A brisk pace of building, apartment and land sales helped overcome some sluggish leasing activity in Orange County last year. The bottom line: another year of gains for the area’s largest commercial brokerages.
The combined value of sales and leases at the 17 largest brokerage offices here rose from $23.4 billion to $24.6 billion over the year ended Feb. 28, based on the Business Journal’s latest ranking.
That’s a nearly 5% year-over-year gain and the seventh annual increase in a row.
The latest annual ranking includes commercial property and land deals in OC, plus deals done elsewhere but brokered by those companies’ OC offices.
The seven-year streak of gains follows four previous years of declines as the local industry felt the brunt of the last commercial real estate downturn.
Deal activity bottomed out in 2009, when about $11.1 billion in transactions here were reported. Business for the area’s largest brokerages has more than doubled since.
Gains weren’t seen across the board last year, however, as nine listed brokerages reported less business.
Smaller firms appeared to take the brunt of the hit, as six of the seven smallest brokerages on the list had year-over-year declines.
Those smaller firms tended to see a corresponding decline in the size of their operations; five of the eight smallest employ fewer brokers than they did last year.

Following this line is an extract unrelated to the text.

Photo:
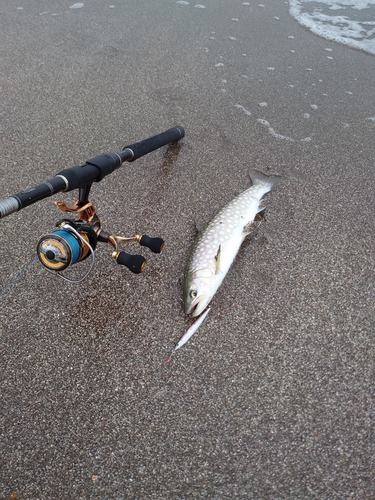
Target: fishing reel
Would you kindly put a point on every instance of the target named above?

Overall, the companies on the list reported 681 brokers, up about 1% from a year earlier.
OC Attracts Investors
An influx of local and out-of-town investors—including plenty of foreign capital—helped drive activity in the market last year; sales transactions were up nearly 8%.
Orange County office, retail and hotel properties now trade at some of the lowest capitalization rates of any major market in the U.S., data from CBRE Group Inc. shows.

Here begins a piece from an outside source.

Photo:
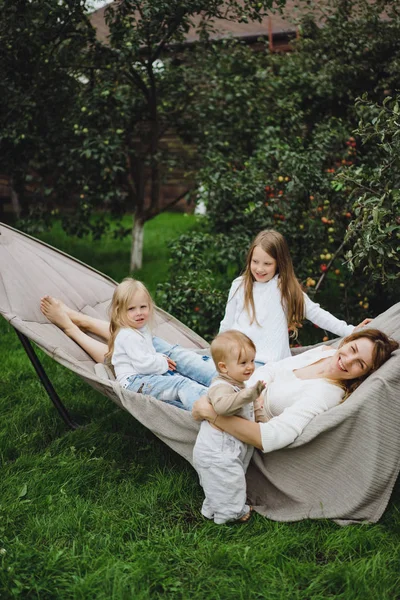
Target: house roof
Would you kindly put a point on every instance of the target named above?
(274, 25)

Firms that deal only in leasing had a harder go of it last year. The total number of leases reported by firms on the list declined by about 3% from 2015 levels.
Rising rents—and owner expectations of still more increases to come—appear to be keeping some tenants from pulling the trigger on new deals on the offices side, while an industrial sector with a minimal amount of vacancy is making it tough to do deals, according to Brian Childs, executive managing director of the Irvine office of NAI Capital.
“Office tenants are battling the increased lease rates by utilizing open space plans and higher employee counts,” said Childs, whose firm saw a 5% increase in brokerage work last year to $836 million, good for No. 9 on the list.
Higher sale and lease pricing is already baked into the market, Childs said, “So our expectation is for stabilized sale and lease pricing with limited growth in 2017.”
NGKF Additions
Firms that added brokers to their capital markets teams—which handle the bulk of OC’s priciest building sales—as well as those that have teams in place, saw some of the biggest gains on the list.
Newmark Grubb Knight Frank jumped three spots to No. 4 with about $2.6 billion in transactions—more than twice its prior year’s totals.
The firm’s Newport Beach office said its deal-flow nearly tripled compared with a year earlier, in terms of sales.
Much of that increase was the result of the hiring of a capital markets team from CBRE—led by Paul Jones in Newport Beach and Kevin Shannon in the firm’s El Segundo office—that handles big-dollar office sales, said Greg May, executive managing director of Newmark’s Orange County operations.
Newmark is now looking to bolster its investment-sales platform in the industrial sector, May said, and it recently brought in a leasing team from JLL that has the listing for about 6 million square feet of office space in the area.
The capital markets team in Cushman & Wakefield Inc.’s Irvine office had a hand in several of last year’s largest property sales, including the estimated $255 million sale of Irvine’s Google Center office campus, OC’s largest office sale last year.
Those deals helped push Cushman to the No. 2 spot on the list, up one place, with $3.3 billion in transaction volume. That was a nearly 36% year-over-year increase.
Despite a 14% dip in reported work in OC, the local offices of CBRE still comfortably kept the No. 1 spot on the list. The Los Angeles-based firm’s Newport Beach and Orange offices reported a combined $3.8 billion worth of work last year.
Rounding off the top five was No. 3, Colliers International, with about $2.7 billion of local business, and No. 5, JLL, with about $2.1 billion in work from its local office.
Colliers’ Irvine office has recently taken on a higher profile for the Toronto-based commercial brokerage following Martin Pupil’s promotion around the start of the year to president of the firm’s U.S. brokerage efforts.
Pupil has been based in its Orange County office for nearly a decade.
Other OC branches of national brokerages that are now getting an outsize share of attention include the Newport Beach office of Savills Studley, No. 11 on the list with $700 million in deals.
The firm in February completed the acquisition of Cresa Orange County, the Newport Beach affiliate of Cresa LLC in Boston.
The two Orange County offices are merging their operations and now operate as Savills Studley. The combined firm has about 35 brokers in its OC office, which is believed to make it the largest tenant advisory group in the Western U.S. by headcount.